Medieval Swords - BladesThe blade was arguably the most important part of a sword since, if the blade was dull or brittle, it would do little good in a conflict situation and the beauty of the hilt or pommel at that point would be quite meaningless. The blade of a sword is the long metal part that extends beyond the hilt.
If you divide your blade up into halves, the half that is closest to the hilt is known as the "strong" half. This is where you want to defend with, it is the part of the blade that can most take a blow and not shatter. The half that is closest to the tip of the blade is known as the "weak" half. You would not want to guard with this half, but this is the half you want to make impact with, because, being further from the center of motion, it will be moving the quickest during a blow and deliver the most speed and damage.

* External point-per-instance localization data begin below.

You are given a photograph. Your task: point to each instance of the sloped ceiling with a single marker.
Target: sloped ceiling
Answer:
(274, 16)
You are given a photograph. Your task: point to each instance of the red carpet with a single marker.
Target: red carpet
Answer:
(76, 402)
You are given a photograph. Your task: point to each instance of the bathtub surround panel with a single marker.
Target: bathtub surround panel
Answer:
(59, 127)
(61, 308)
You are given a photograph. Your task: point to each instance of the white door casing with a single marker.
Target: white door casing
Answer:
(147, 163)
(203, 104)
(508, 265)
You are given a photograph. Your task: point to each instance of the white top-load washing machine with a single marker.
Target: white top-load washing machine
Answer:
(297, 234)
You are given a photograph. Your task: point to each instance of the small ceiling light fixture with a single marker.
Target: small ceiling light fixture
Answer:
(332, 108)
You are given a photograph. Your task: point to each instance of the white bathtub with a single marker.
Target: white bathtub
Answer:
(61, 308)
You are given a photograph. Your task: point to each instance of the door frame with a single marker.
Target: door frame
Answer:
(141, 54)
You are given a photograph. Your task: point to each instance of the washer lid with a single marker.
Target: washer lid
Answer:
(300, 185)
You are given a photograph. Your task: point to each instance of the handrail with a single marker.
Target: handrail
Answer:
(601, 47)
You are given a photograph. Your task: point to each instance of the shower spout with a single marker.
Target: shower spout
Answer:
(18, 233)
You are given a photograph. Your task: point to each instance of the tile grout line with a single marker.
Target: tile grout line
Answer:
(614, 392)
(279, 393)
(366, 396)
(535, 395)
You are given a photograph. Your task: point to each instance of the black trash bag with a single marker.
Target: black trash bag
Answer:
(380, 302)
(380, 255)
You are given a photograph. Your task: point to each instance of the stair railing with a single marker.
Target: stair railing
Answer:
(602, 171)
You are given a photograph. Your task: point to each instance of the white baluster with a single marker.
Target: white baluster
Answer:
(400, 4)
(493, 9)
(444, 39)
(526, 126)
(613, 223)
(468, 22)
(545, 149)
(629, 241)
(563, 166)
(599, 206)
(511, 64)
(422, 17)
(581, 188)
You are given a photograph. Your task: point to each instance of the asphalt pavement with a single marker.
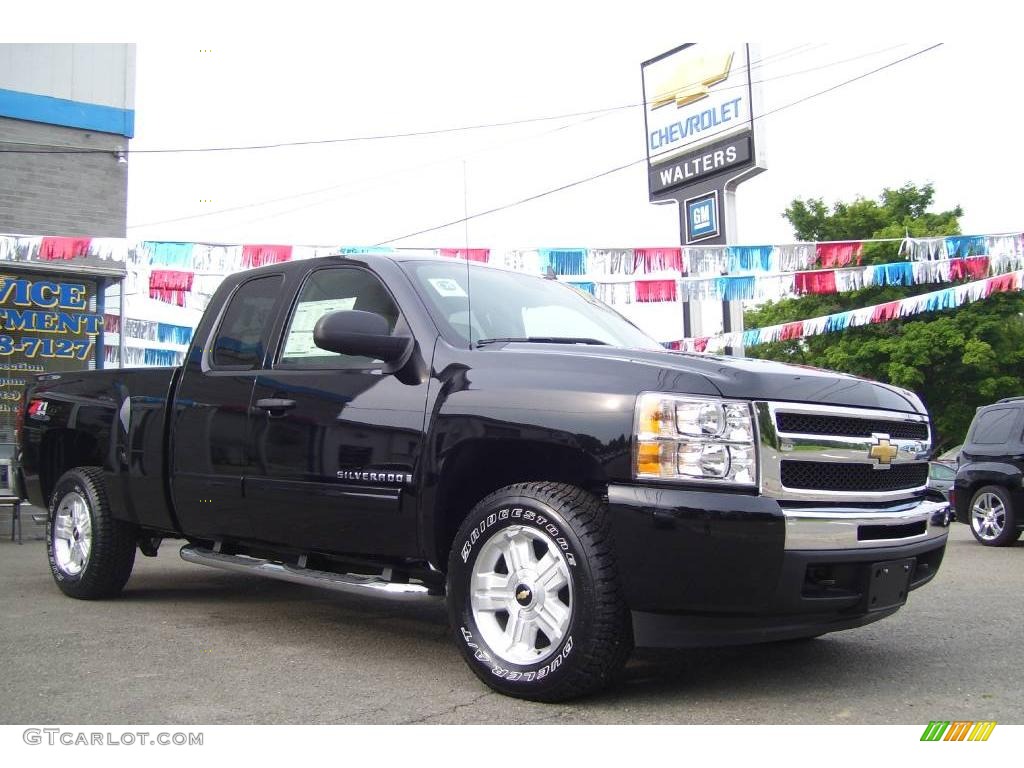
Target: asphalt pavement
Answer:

Here is my hand forged sword, it needs to be cleaned ... note that it has a "ricasso" - or non-sharped part near the guard area of the blade. This is so you could grab that part with your hand if you needed extra leverage for some sort of an attack.
You can see how the blade is simple in design - a slight "raised line" down its length caused by its shaping to have an edge on both sides. That raised line is known as a "riser" and helps to strengthen the blade. There is no fuller on this blade, and it has two edges.
This is the Charles V imitation, definitely not hand forged :)
It was also double edged but does not have that raised line, it has a more "flat" center area.
On to the wooden sword for training -
This sword does have the fuller ("blood grove" which is a misnomer) but it is of course for decorative purposes only, unless I suppose I found someone with the strength to impale this thing into someone's stomach. It also has the ricasso non-sharped section. Not that any of this blade is sharp ...
Note that a full contact sword, made up of several thin strips of wood instead of a single solid one, is known as a shinai. It seems they are primarily made of bamboo.